| HN Mirror

Y	Hacker News new \| ask \| show \| jobs

by tzs 1467 days ago

Even fairly simple systems might not have a clear way to answer. Consider a movie recommendation system.

One simple way you could build such a system is to come up with a list of things about movies that might affect whether or not someone would like them, where for each thing on the list we can assign each moved a number from -1 to 1 that says how much of that thing the movie has. Call this list the movie's vector.

Some examples of things we might pick are how much comedy is in the movie, how much romance is in the movie, presence of A-list stars, how musical it is, and thing like that. We might also have items for specific stars or directors.

Then we could go through our movie collection and have someone figure out each movies scores for all those things in our list.

Then we could figure out for our users a list that lists for each of those things how important it is to that user, from -1 (I hate movies that have this!) to 1 (I love movies that have this!). Let's call this the user preferences vector. If we have a list for a given user of movies they have already watched and how they rated them on say a 0 to 5 scale then it is some straightforward math to figure out the user preferences vector for that user that does the best job classifying the movies they have already seen in a way that agrees well with that user's ratings.

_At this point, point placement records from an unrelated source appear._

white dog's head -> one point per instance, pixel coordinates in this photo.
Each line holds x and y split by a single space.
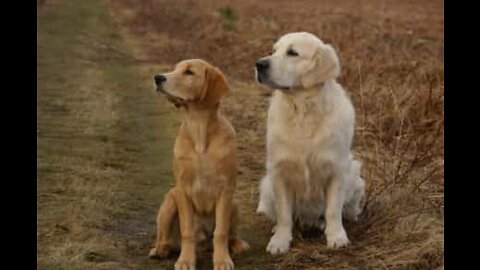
299 60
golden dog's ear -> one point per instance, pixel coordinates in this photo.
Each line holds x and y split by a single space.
215 87
325 66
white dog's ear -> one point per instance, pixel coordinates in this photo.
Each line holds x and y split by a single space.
326 66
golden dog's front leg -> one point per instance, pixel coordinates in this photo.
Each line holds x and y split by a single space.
186 260
223 211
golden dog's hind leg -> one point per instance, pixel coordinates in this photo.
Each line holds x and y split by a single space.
235 244
167 222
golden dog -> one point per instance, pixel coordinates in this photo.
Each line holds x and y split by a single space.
204 167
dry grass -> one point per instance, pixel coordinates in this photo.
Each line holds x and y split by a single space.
392 58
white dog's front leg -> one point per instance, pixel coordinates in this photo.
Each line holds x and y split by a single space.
280 241
334 232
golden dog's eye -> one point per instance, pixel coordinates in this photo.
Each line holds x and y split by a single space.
291 52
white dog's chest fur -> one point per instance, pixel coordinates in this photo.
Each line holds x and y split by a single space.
313 130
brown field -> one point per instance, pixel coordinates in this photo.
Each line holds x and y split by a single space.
104 139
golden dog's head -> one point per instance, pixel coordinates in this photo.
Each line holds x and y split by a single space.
193 82
299 60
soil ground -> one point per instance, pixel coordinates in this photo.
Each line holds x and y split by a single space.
105 138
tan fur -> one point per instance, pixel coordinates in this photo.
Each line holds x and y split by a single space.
205 168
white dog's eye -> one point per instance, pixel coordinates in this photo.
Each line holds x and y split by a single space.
291 52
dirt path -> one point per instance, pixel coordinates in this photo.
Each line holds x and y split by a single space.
104 144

That user preferences vector can than be used to recommend new movies and should work pretty well if (1) we picked a good list of things to score movies on, and (2) when we manually assigned the scores we got it right.

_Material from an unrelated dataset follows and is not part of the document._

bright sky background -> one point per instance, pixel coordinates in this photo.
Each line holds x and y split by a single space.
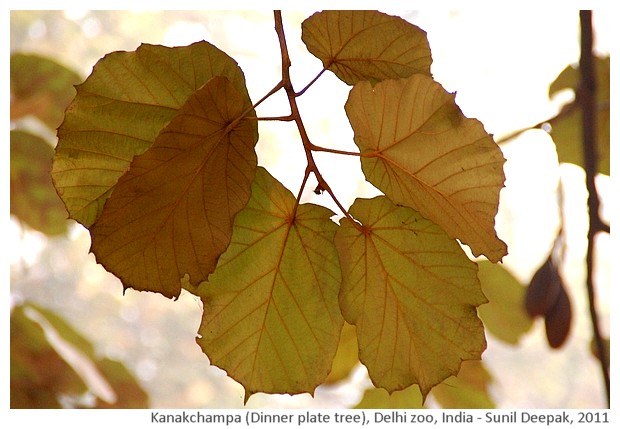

To predict how well a user would like a given move we just take their user preference vector and compute the dot product of it with the movie's vector. The more positive that result the more we think the user would like the movie.

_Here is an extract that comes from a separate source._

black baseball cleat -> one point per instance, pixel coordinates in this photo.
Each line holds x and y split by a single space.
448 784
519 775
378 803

With this system, it would be easy to tell someone why you recommended a movie. We could look at their preference vector and compare it to the movie and tell them things they really like that the movie has and things they really hate that the movie does not have.

But the system described above has a drawback. It is hard to figure out what factors to include in the movie classification. Should comedy for example be one item, or should it be broken down into several such as physical comedy, insult comedy, bodily function comedy, and so on?

Also, if you have a large collection of movies it is a lot of work to go through them all and score them on each factor. And if you later find out you need to add or remove factors you have to do it again.

It turns out that there is a way to sidestep both the "what should my factors include?" and "how do we get the factors scored?" problems.

What you do is just decide on how many factors you will have. So let's say we decide we are going to have 50 factors. We don't have to decide what they mean. We'll just call then F1, F2, F3, ... for now.

Initially we just assign each factor a random value from -1 to 1.

We also do the same thing for the initial user preference vectors. Just assign each factor in the preference vector a random value.

Then we can do a loop, consisting of these two steps:

1. Using the known 0 to 5 star ratings from users of films they have seen, adjust their preference vectors so that ordering movies by the dot products of the movie vectors with the preferences vector matches the ordering by the user's star ratings.

2. Same thing, except instead of adjusting the preference vector to better work with all the movies a user has seen, adjust the movie vector of each movie to better work with the preference vectors or all the users have have rated that movie.

Keep looping until things aren't changing much. You then end up with a set of movie vectors for you movie catalog and preference vectors for your users that do a good job of ordering movies that user has seen that matches well with how the user rated those movies, and that likely does a good job predicting how well they will like new movies.

This was with an arbitrary decision to have 50 factors in our movie vectors. Since the process described above can be entirely automated and is pretty quick, we can experiment with difference vector sizes.

We end up with a recommendation system that is very likely much better than the one we would get if we picked the items that went into the movie vector.

It is still a simple system, just like it was when we came up with the components ourselves and assigned them by watching the movies ourselves.

But notice that we now have no idea what the heck the factors in the movie vector mean. We can no longer tell someone we recommended a movie because they like comedy and romance and hate kids movies and this movie fits that well.

We could tell them they liked past movies that have a high score in components 12, 15, 23, and 102 and a low score in components 19, 77, 83, and 107, but they are probably not going to find that to be a useful answer.